Mulder stepped outside cautiously. Yes, he could breathe, and yes, whatever might be underfoot made a furious effort not to be underfoot. Unaccustomed to the thirty eight percent gravity, he stepped too hard and bounced up enough to almost clear the top of the TARDIS.
"Careful," the Doctor warned, reaching up for him. "The air bubble is only as high as the TARDIS." He caught Mulder's wrist and pulled him down gently. "All right there?"
Mulder nodded, feeling lightheaded and giddy, and just a bit like a balloon on a string trailing behind the Doctor, who never did release his hand. "Why doesn't the TARDIS impose some gravity along with atmosphere?"
"Well, aside from being bad for the indigenous life-forms, it considers thirty eight percent of Earth's gravity to be above the threshold. It doesn't activate a gravity field for anything over twenty five percent. I've lost more pens that way, I can tell you." He paused and extended the hand not holding Mulder in place. "That's as far as we go, I think. But what a view, yeah?"
It was a view. If anything had ever suggested the validity of a Supreme Builder of the universe, it would have been that crystal blackness and sheer vastness of it all. Of course, Mulder reminded himself, it was all a hallucination, a really amazing magic trick, so there was no need to rethink his religious construct, but...looking out at a sky literally littered with lights and dots and misty hazes of unknown histories and futures made him almost wish he could believe in a God. "Yeah," he repeated sadly.
The Doctor looked up at him. "I know what you're feeling. You're depressed and disappointed." He sighed. "It happens every time. You come up here and have to face the fact that you're just one tiny speck in a vast space and time, that you're not the only ones, that there are others out there – some of them bigger and smarter than you."
"No, I've always wanted to know there was," Mulder argued. "But where did they all come from?"
The Doctor smiled beatifically. "That would be telling."
Mulder was frustrated by the answer. Surely his subconscious could come up with a better answer than that. Surely his subconscious had worked out some reasonable explanation for universal genesis. He sighed and turned away. Without knowing the answers, it was just too painful to look at the questions anymore. "Well," he said, his voice huskier than he would have liked, "I guess we'd better get back."
"Back?" the Doctor repeated, still holding him in place. "You've just travelled fifty-six million kilometres to take a walk?"
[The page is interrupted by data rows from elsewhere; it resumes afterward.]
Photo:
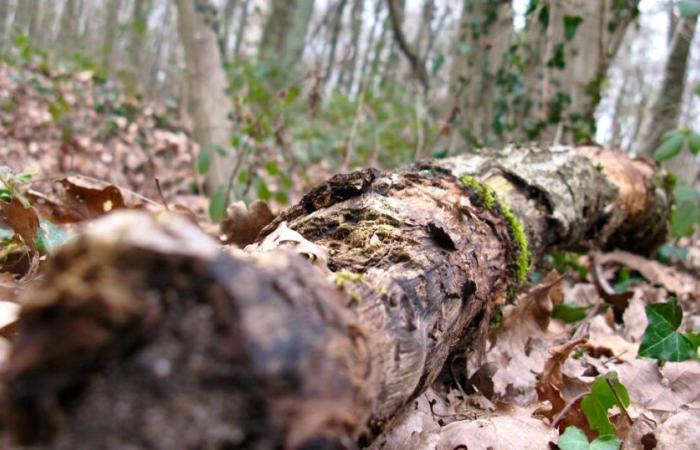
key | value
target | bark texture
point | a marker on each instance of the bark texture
(665, 107)
(207, 85)
(145, 334)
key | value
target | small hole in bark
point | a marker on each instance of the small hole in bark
(468, 289)
(441, 237)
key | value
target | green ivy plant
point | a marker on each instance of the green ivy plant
(662, 340)
(606, 392)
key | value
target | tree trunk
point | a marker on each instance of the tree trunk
(417, 64)
(229, 9)
(347, 75)
(665, 106)
(144, 334)
(68, 30)
(336, 28)
(370, 47)
(207, 85)
(35, 20)
(485, 34)
(242, 23)
(111, 27)
(137, 42)
(285, 30)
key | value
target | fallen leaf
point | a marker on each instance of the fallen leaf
(243, 225)
(670, 278)
(513, 428)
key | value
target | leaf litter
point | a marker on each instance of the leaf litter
(556, 347)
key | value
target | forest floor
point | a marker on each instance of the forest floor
(565, 354)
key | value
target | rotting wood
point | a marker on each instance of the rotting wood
(143, 333)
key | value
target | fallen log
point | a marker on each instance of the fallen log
(145, 333)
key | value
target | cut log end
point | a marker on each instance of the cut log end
(144, 332)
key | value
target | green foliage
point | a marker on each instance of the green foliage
(217, 205)
(571, 24)
(673, 142)
(669, 253)
(562, 261)
(686, 211)
(689, 8)
(50, 237)
(488, 196)
(606, 392)
(569, 313)
(575, 439)
(661, 339)
(203, 160)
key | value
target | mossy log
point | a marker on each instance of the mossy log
(145, 333)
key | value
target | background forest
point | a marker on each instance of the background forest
(549, 305)
(269, 87)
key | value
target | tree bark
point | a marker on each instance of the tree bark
(110, 32)
(665, 106)
(144, 334)
(285, 30)
(207, 85)
(336, 28)
(68, 30)
(411, 54)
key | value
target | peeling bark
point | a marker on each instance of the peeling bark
(143, 333)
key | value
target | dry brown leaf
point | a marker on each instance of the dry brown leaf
(243, 224)
(679, 432)
(521, 345)
(670, 278)
(513, 428)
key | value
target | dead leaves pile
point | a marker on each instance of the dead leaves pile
(537, 370)
(67, 123)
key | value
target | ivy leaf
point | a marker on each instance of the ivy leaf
(569, 313)
(571, 24)
(49, 237)
(689, 8)
(602, 397)
(575, 439)
(217, 205)
(671, 146)
(203, 160)
(661, 340)
(694, 143)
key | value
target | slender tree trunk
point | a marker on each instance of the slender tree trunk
(111, 26)
(417, 64)
(665, 106)
(242, 23)
(485, 34)
(143, 333)
(336, 28)
(137, 42)
(207, 87)
(347, 75)
(4, 14)
(285, 30)
(23, 14)
(370, 47)
(229, 10)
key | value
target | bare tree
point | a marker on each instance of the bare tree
(111, 26)
(207, 86)
(664, 108)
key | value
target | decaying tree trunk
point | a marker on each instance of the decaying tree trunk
(144, 333)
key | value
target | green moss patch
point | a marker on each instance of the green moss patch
(490, 200)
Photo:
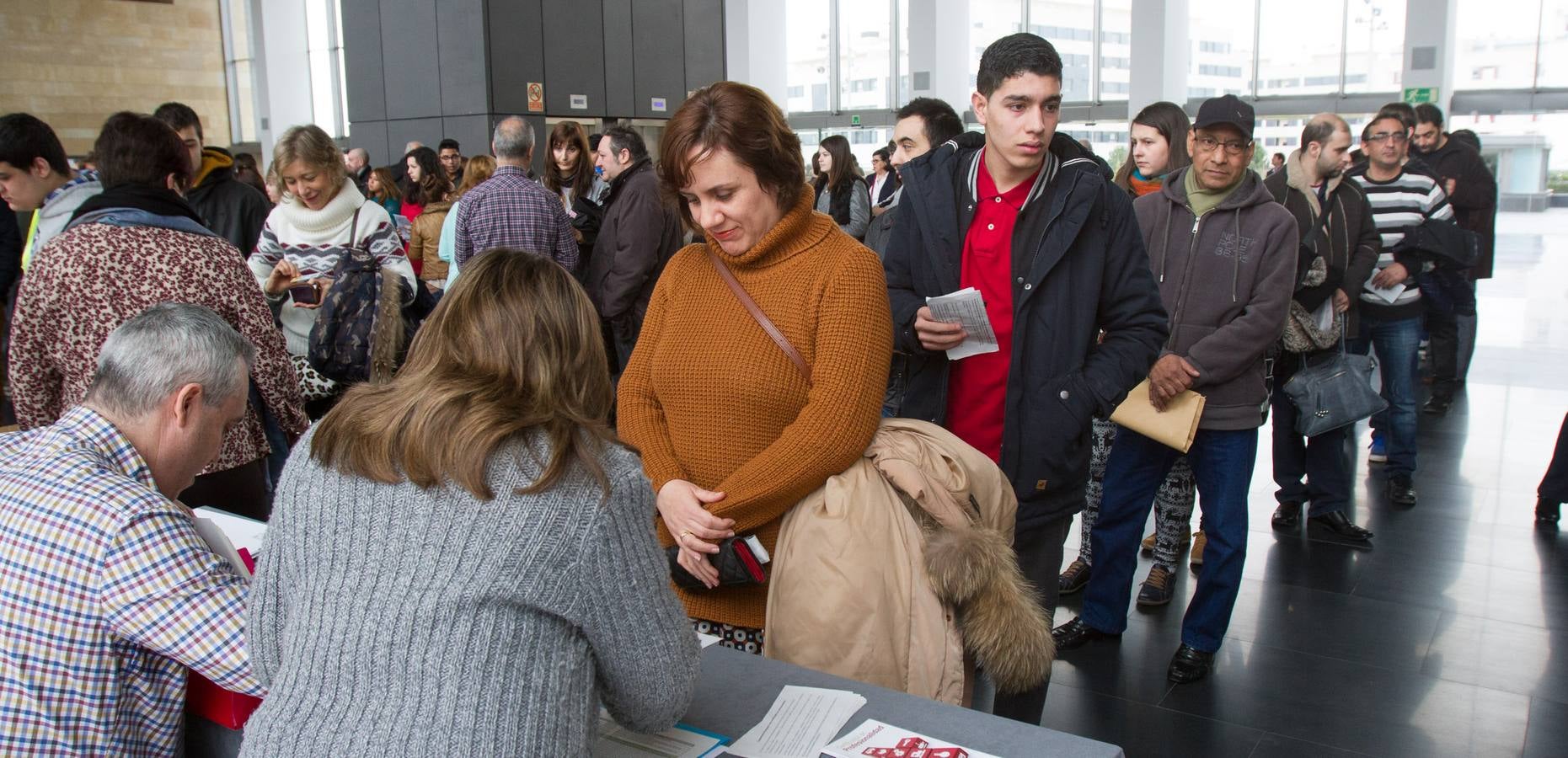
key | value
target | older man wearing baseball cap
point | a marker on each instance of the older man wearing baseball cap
(1223, 253)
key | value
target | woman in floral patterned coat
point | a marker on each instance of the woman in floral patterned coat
(131, 248)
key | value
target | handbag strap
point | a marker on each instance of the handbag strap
(1318, 226)
(763, 318)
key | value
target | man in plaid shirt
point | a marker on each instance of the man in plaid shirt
(107, 592)
(511, 211)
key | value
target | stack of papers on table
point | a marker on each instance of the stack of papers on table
(800, 723)
(877, 739)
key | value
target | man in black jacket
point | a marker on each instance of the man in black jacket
(1032, 222)
(1225, 253)
(227, 207)
(1309, 185)
(637, 237)
(1473, 193)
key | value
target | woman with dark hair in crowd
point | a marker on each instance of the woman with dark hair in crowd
(427, 182)
(570, 174)
(383, 191)
(839, 191)
(731, 428)
(131, 248)
(1156, 147)
(473, 542)
(883, 180)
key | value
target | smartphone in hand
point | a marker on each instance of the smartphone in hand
(304, 293)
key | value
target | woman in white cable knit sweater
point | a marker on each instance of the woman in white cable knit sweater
(314, 226)
(462, 561)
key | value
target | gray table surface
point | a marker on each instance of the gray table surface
(737, 690)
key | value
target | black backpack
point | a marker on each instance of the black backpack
(362, 329)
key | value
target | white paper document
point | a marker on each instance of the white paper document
(225, 533)
(1388, 293)
(965, 307)
(799, 725)
(617, 741)
(243, 533)
(875, 738)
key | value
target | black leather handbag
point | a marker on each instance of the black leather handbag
(1333, 393)
(736, 564)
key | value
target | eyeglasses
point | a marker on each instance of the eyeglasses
(1231, 146)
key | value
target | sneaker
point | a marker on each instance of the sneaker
(1378, 451)
(1400, 490)
(1438, 404)
(1073, 579)
(1153, 537)
(1158, 590)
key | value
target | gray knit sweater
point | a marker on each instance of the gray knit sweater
(394, 621)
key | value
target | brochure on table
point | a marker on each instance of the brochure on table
(682, 741)
(875, 739)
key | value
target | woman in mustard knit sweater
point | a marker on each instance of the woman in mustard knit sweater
(733, 435)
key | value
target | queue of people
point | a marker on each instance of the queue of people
(584, 370)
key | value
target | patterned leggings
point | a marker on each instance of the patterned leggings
(745, 639)
(1172, 503)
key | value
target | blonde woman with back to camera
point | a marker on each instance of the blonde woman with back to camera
(731, 430)
(460, 559)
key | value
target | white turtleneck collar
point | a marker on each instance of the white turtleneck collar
(338, 211)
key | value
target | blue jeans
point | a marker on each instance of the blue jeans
(1222, 466)
(1398, 346)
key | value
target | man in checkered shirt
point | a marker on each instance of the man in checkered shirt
(107, 592)
(511, 211)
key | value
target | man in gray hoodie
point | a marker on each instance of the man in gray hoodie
(1225, 254)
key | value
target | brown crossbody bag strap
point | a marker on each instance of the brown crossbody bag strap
(763, 318)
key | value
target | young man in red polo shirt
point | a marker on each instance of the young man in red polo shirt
(1030, 220)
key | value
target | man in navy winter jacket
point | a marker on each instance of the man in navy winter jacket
(1032, 222)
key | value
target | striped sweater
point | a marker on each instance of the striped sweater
(1404, 200)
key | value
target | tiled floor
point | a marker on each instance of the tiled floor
(1449, 638)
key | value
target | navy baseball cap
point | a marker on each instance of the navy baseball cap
(1227, 110)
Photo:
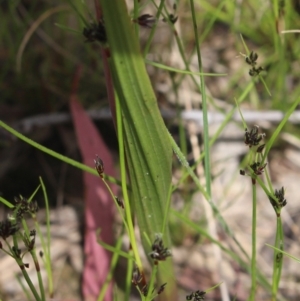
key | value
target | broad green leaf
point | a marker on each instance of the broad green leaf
(147, 144)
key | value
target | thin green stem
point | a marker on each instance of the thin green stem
(204, 106)
(47, 245)
(253, 257)
(124, 186)
(55, 154)
(278, 258)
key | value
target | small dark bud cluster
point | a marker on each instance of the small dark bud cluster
(95, 32)
(24, 206)
(99, 166)
(138, 280)
(252, 60)
(196, 296)
(279, 201)
(257, 168)
(253, 138)
(145, 20)
(159, 252)
(8, 228)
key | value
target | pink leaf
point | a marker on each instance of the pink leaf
(98, 204)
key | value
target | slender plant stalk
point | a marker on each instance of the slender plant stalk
(253, 258)
(278, 258)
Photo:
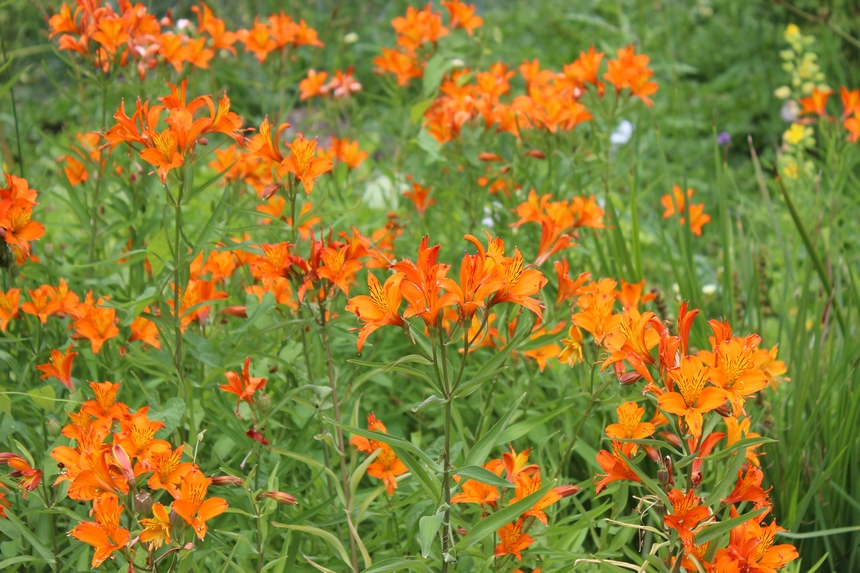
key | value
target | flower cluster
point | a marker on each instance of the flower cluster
(131, 36)
(487, 278)
(17, 227)
(691, 386)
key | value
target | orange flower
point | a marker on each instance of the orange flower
(629, 426)
(419, 196)
(8, 307)
(596, 315)
(257, 40)
(156, 529)
(686, 515)
(243, 387)
(735, 372)
(571, 353)
(168, 469)
(303, 163)
(615, 466)
(512, 540)
(95, 323)
(520, 284)
(59, 367)
(403, 65)
(463, 16)
(105, 404)
(346, 151)
(387, 466)
(631, 71)
(378, 309)
(477, 492)
(192, 505)
(343, 84)
(312, 85)
(105, 534)
(815, 103)
(692, 399)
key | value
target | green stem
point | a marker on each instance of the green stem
(14, 110)
(340, 442)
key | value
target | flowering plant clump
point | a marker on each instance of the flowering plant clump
(295, 291)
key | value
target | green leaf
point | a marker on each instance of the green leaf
(482, 475)
(397, 564)
(322, 534)
(43, 397)
(492, 523)
(170, 413)
(714, 531)
(428, 527)
(478, 454)
(435, 70)
(40, 548)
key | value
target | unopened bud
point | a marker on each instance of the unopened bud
(228, 480)
(630, 378)
(567, 490)
(269, 191)
(280, 497)
(123, 461)
(536, 153)
(264, 402)
(53, 427)
(143, 503)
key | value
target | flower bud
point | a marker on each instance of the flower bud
(53, 427)
(280, 497)
(143, 503)
(725, 411)
(228, 480)
(630, 378)
(264, 403)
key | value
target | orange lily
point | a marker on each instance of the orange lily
(693, 399)
(105, 534)
(192, 505)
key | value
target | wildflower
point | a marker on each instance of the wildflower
(387, 466)
(192, 505)
(95, 323)
(168, 469)
(105, 534)
(8, 307)
(735, 372)
(815, 103)
(156, 529)
(243, 387)
(630, 426)
(571, 353)
(686, 515)
(59, 366)
(512, 540)
(693, 399)
(303, 163)
(378, 309)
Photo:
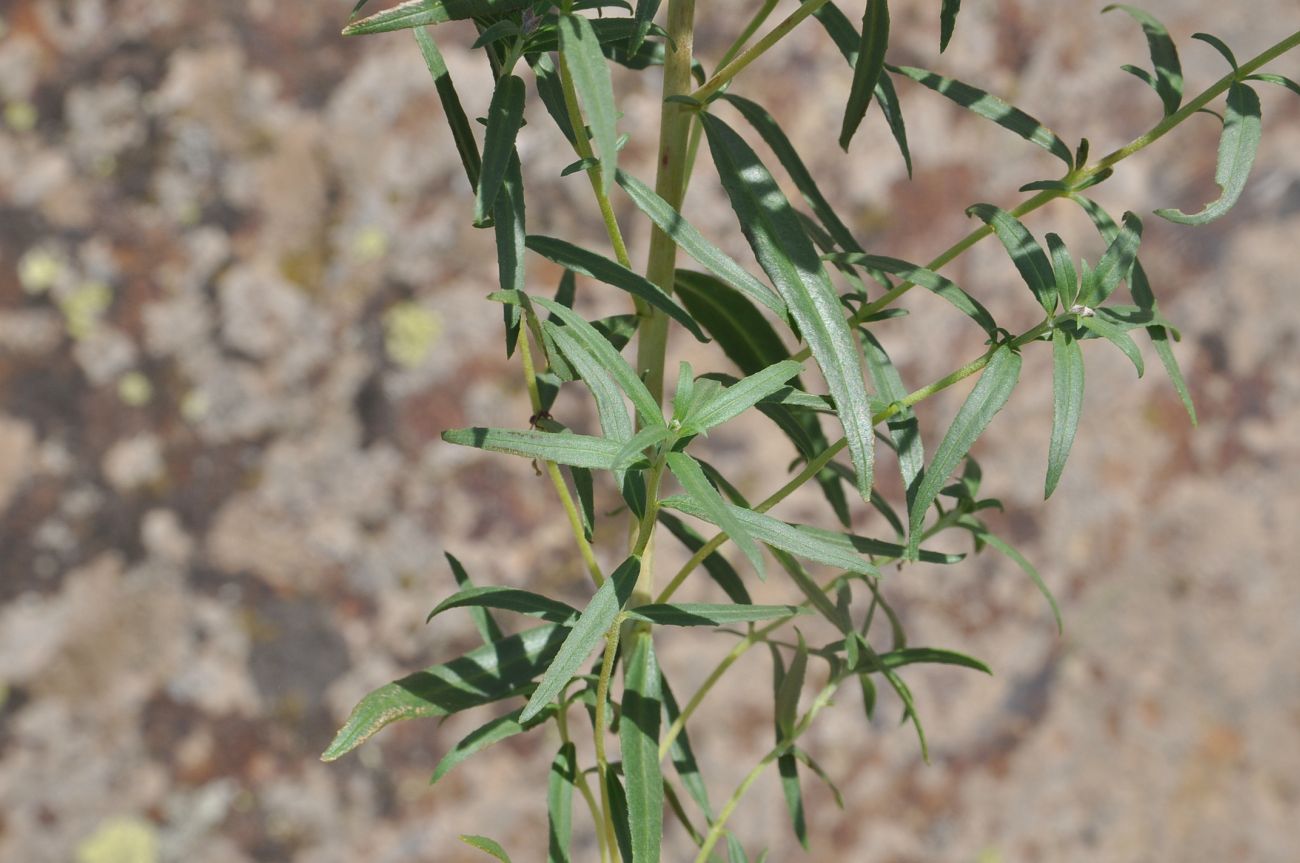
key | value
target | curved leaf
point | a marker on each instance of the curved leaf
(481, 676)
(1239, 142)
(597, 618)
(789, 259)
(988, 397)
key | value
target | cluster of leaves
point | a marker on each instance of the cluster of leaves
(831, 294)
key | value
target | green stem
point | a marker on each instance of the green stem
(553, 469)
(755, 51)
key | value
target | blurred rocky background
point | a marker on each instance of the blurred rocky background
(239, 298)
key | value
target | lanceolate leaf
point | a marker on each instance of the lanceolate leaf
(928, 280)
(1066, 403)
(577, 450)
(991, 107)
(988, 397)
(559, 805)
(417, 13)
(692, 242)
(481, 676)
(581, 51)
(1168, 81)
(609, 359)
(456, 120)
(485, 736)
(693, 480)
(598, 267)
(789, 259)
(947, 22)
(867, 69)
(505, 116)
(638, 740)
(1238, 144)
(597, 618)
(1025, 251)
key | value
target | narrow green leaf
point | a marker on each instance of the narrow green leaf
(927, 278)
(523, 602)
(486, 734)
(609, 359)
(1168, 81)
(645, 13)
(505, 117)
(702, 614)
(692, 242)
(992, 108)
(1025, 251)
(601, 268)
(597, 618)
(1062, 267)
(1117, 261)
(788, 257)
(508, 218)
(560, 785)
(462, 131)
(1066, 403)
(833, 550)
(693, 480)
(417, 13)
(481, 676)
(638, 741)
(1117, 337)
(733, 400)
(771, 134)
(581, 50)
(484, 621)
(577, 450)
(947, 22)
(486, 846)
(867, 69)
(715, 564)
(681, 755)
(1238, 144)
(988, 397)
(983, 534)
(615, 423)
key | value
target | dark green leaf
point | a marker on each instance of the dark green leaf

Mulder twisted around, considering the barren horizon. "Not much left to do, really."
"You're just not looking." The Doctor knelt, tugging him to his knees. "Watch."
Mulder did watch. Nothing was happening. "What?"
"Just watch."
It wasn't that he ever saw anything actually move, but gradually he became aware of something in the sand/snails. Eyes were looking back at him, a face was taking shape, an expression of intent curiosity delineated by drawn down brows and puckered lips, wisps of unkempt hair, stubbled chin. His face. His face being created on the surface of Mars. He was afraid to move, to disturb it, to destroy it.
"They're the historians of the universe, they are," the Doctor said softly and respectfully. "Everything they've witnessed, everything they've encountered is somewhere on this planet. Your face is now a permanent archive here."
"You mean...they'll stay like that...forever?"
The Doctor nodded, urging him back to his feet. "It's what they do." The solemn expression broke into a grin. "Fantastic"
"Yeah," Mulder agreed, taking great pains where he put down his feet. "Fantastic."